Construction of hollow In2S3/CdIn2S4 heterostructures with high efficiency for Cr(vi) reduction

Abstract

Hexavalent chromium (Cr(VI)) poses a serious threat to the environment and human health due to its high-toxicity and carcinogenicity. For efficient removal of Cr(VI), semiconductor photocatalytic reduction methods have been investigated, especially those using hollow structures. In this work, a hollow In₂S₃/CdIn₂S₄ composite photocatalyst was prepared via ion exchange for the reduction of Cr(VI). The microstructure, composition, optical properties, and elements of the In₂S₃/CdIn₂S₄ composites were characterized via scanning electron microscopy, X-ray diffraction, UV-vis diffuse reflectance spectroscopy, and X-ray photoelectron spectroscopy.

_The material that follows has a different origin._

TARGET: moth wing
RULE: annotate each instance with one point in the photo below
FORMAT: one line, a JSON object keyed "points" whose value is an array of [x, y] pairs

Because of the molecular level heterojunction constructed through ion exchange and the hollow structure, the prepared photocatalyst demonstrated excellent catalytic properties for Cr(VI) reduction. Besides, a Cr(VI) aqueous solution (50 mg L⁻¹) was reduced within 12 min. Importantly, the activity and structure of the photocatalyst were maintained after five cycling experiments, which demonstrates its advantageous stability. Finally, the photocatalytic mechanism is discussed in detail.